Traffic, safety and the Water Street project dominated a candidate forum for Naperville City Council candidates Wednesday.

About 75 people showed up in Council Chambers to listen to 11 candidates make their case for election to one of four open seats in the April 9 municipal election.

The forum’s sponsor, the Naperville Area Homeowner’s Confederation, posed the first question to the group, asking candidates what could be done to ease a perennial problem: traffic congestion.

“It’s time to look at each neighborhood’s problems in a comprehensive fashion,” incumbent Doug Krause said.

Another incumbent, Judith Brodhead, said it was crucial to work with county, state, and federal officials for funding roadway improvements, Dave Wentz suggested adding right-hand turn lanes to ease congestion, Bill Habel said that solutions must include discussions with neighboring governments, and John Krummen stressed the necessity of improving intersections.

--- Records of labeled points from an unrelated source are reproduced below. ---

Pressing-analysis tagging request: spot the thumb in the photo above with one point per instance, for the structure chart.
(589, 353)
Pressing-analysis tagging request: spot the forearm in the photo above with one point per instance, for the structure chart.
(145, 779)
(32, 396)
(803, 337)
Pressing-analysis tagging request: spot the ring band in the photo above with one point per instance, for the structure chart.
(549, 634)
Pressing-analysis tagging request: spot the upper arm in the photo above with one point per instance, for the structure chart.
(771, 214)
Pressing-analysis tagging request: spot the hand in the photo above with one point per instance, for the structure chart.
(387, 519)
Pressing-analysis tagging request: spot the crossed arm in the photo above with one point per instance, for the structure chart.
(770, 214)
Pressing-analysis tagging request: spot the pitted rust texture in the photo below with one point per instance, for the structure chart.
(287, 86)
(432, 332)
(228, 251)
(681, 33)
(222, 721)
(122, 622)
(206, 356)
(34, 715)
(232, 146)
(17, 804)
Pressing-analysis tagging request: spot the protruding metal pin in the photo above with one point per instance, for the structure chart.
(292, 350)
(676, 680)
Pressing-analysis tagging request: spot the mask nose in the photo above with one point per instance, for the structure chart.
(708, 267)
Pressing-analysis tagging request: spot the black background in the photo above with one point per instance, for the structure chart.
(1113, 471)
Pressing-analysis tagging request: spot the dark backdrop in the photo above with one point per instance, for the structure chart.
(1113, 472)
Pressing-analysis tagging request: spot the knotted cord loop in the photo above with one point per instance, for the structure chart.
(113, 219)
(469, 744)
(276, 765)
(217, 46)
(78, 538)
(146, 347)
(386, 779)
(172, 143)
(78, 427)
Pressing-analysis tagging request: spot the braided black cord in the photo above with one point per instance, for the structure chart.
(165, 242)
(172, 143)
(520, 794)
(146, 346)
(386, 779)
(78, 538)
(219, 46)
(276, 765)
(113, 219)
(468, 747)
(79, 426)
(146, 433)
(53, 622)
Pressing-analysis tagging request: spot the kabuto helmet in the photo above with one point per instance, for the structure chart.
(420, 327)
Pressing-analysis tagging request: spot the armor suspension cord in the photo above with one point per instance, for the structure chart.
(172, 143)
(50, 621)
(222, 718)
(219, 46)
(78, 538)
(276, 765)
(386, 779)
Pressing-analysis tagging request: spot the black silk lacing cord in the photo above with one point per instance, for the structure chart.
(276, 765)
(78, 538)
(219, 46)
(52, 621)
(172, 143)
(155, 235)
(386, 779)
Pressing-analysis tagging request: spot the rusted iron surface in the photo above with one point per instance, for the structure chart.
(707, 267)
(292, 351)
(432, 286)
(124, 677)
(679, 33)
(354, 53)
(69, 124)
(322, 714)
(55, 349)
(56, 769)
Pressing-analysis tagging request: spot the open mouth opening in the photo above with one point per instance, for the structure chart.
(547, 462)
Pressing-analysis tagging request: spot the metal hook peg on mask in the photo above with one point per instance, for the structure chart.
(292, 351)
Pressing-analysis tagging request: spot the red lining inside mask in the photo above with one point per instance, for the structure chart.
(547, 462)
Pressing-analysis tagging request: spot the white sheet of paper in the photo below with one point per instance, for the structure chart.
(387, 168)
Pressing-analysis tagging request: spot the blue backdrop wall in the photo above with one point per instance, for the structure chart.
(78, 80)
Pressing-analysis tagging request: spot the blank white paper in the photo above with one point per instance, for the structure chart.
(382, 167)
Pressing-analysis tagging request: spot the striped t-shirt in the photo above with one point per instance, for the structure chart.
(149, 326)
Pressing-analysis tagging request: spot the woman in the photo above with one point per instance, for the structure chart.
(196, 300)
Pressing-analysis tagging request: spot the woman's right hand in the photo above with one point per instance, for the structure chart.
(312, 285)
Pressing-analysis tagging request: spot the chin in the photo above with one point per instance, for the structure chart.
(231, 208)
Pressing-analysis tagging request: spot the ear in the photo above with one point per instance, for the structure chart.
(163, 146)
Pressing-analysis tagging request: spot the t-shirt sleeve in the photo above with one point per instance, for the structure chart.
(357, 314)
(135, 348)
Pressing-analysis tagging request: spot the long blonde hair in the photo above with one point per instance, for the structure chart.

But some noted that improving intersections and widening lanes would do nothing to ease congestion if the City continued to add to its density.

“Reduce, or at least not increase the density of traffic in certain areas,” Jo Malik said, noting that the newly approved Water Street development would only add to the problem.

“I voted no on it,” Krause said, noting that he voted to approve a much smaller project in 2007. “They never addressed the issue of traffic.”

Brodhead voted for it, saying that any development in the area would add to traffic. And she praised City Council for sticking to its guns in bringing down the height of the proposed project, noting that the developer’s original stance was that they had no Plan B.

“It turns out there was a Plan B,” she said, “and a Plan C, too.”

Kevin Coyne voted to approve the plan on the Planning and Zoning Commission and said he didn’t think the traffic problems would be as bad as some predicted.

Jeff B. Davis said he would have voted for the project and pointed out that the developer owned the property.

“They have the right to do it,” he said.

Incumbent Paul Hinterlong said he voted for it and warned that if the current plan didn’t materialize, the area could be developed piecemeal, without any coordination.

Wayne Floegel, Wentz, Habel and Krummen also said they were in support of the project, but Tom Glass and Malik dissented, Glass saying that there need to be a “clearly defined use for that property,” and Malik noting that the development didn’t conform to the Naperville Downtown/2030 Plan.

“They didn’t stick to it,” she said.

Drinking and drugs

Candidates had strong opinions on safety, particularly the increase in violence at downtown drinking establishments.

Malik said there should be a three-strike rule for establishments that repeatedly had incidents, Glass called for an increased police presence downtown, and Floegel advocated better education for bartenders, bouncers and servers.

But Habel, Business Representative for IBEW Local 701, cautioned against overreacting.

“It sounds good,” he said of cracking down on offenders, “But you’re also penalizing the people who work there.”

The uptick in heroin abuse among Naperville’s young clearly worried the candidates.

Krause and Hinterlong noted that City Council had recently allocated n additional $50,000 to fight the problem. But Malik said that “more attention and more resources needed to be directed at the problem.”

Brodhead noted that many might be conceptualizing the heroin problem with a skewed perspective.

“This is a new problem and the old solutions might not work,” she said.

Brodhead noted that the users often didn’t use needles, they progressed from using other prescription drugs and the price of heroin was low.

“They’re not afraid of it,” she said.